Today we have Artificial Intelligence (AI) in the form of Large Language Models (LLMs) from OpenAI, Anthropic, and Google. This school year many school IT departments either blocked or ignored them. Google only allows Gemini in Classroom to be used by students over 18. Effectively banning their own product in K-12. We are already not teaching students how to avoid distractions on their phones, and are already losing a generation to algorithmic distraction. Not integrating AI will cost us another generation of students unprepared for the realities of modern work if we don't teach students emerging best practices as we develop them.

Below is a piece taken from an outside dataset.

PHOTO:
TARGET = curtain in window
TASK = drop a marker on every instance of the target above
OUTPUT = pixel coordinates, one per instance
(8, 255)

We don't have 20 years to figure out how to integrate AI into the classroom

I co-teach AP Computer Science A, the high school equivalent of CS 101. As such, it is nearly impossible to avoid AI, by definition these students are excited about technology—that's why they signed up. Yes, most are going into other sciences, but all science disciplines are already using AI in one way or another, and that won't change, we've passed the point of no return. AI will be in the offices and labs of the future. We need to prepare students with best practices on how to use it.

The Evidence

Early research shows students learned almost twice as much with AI tutoring compared to in-class active learning. The key to that success? Context. The AI knew what topics students had covered, where they struggled, and what came next. Without that context, AI is just a chatty search engine. With it, you have a tutor. As one researcher put it:

We know what topics they're covering in the next 20 weeks — we know the curriculum. We know the other students in the classroom. We know whether they're putting effort into their questions. We know whether they're watching videos or not — we know so much about the student without passing any personally identifiable information to the AI.

the74million.org

Hallucinations are a real concern—but when working with common educational material, the numbers are encouraging. One study found the supervised AI tutor hallucinated just 0.1% of the time: 5 errors in 3,617 messages. I've been teaching this curriculum for years, and I'm nowhere near that accurate. Just ask my students.

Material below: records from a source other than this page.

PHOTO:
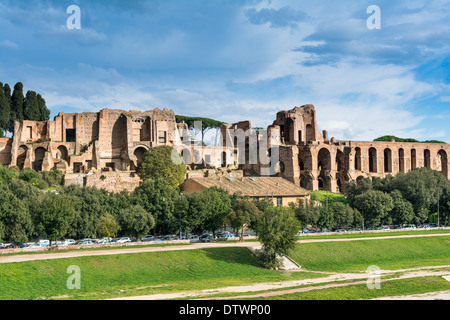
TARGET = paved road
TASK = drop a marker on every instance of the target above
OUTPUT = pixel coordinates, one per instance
(194, 246)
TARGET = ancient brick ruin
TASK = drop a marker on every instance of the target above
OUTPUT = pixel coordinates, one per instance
(94, 143)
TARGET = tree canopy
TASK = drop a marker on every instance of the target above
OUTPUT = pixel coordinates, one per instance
(158, 163)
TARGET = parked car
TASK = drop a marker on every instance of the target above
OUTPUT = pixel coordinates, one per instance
(44, 243)
(105, 240)
(69, 242)
(124, 240)
(206, 237)
(85, 242)
(148, 238)
(168, 238)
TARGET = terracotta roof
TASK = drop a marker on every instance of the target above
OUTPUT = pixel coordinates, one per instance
(254, 186)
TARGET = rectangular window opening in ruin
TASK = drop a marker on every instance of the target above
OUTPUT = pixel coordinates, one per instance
(30, 132)
(162, 136)
(71, 135)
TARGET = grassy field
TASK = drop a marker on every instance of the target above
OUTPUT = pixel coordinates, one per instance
(374, 234)
(388, 254)
(137, 274)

Critics argue we're moving too fast. A widely-cited Wharton study found that high school students given access to standard ChatGPT performed 17% worse on exams than students with no AI access—what researchers called using AI as a "crutch." Some professors report a "junior-year wall" where CS students who coasted through intro courses with AI can't handle advanced work without it.

But read the Wharton study closely: students using a tutor with pedagogical guardrails—one designed to guide rather than answer—showed no negative effect on learning. The problem isn't AI in education. It's unguided AI. ChatGPT is designed to be helpful, which in an educational context means giving away the answer. A well-designed tutor does the opposite.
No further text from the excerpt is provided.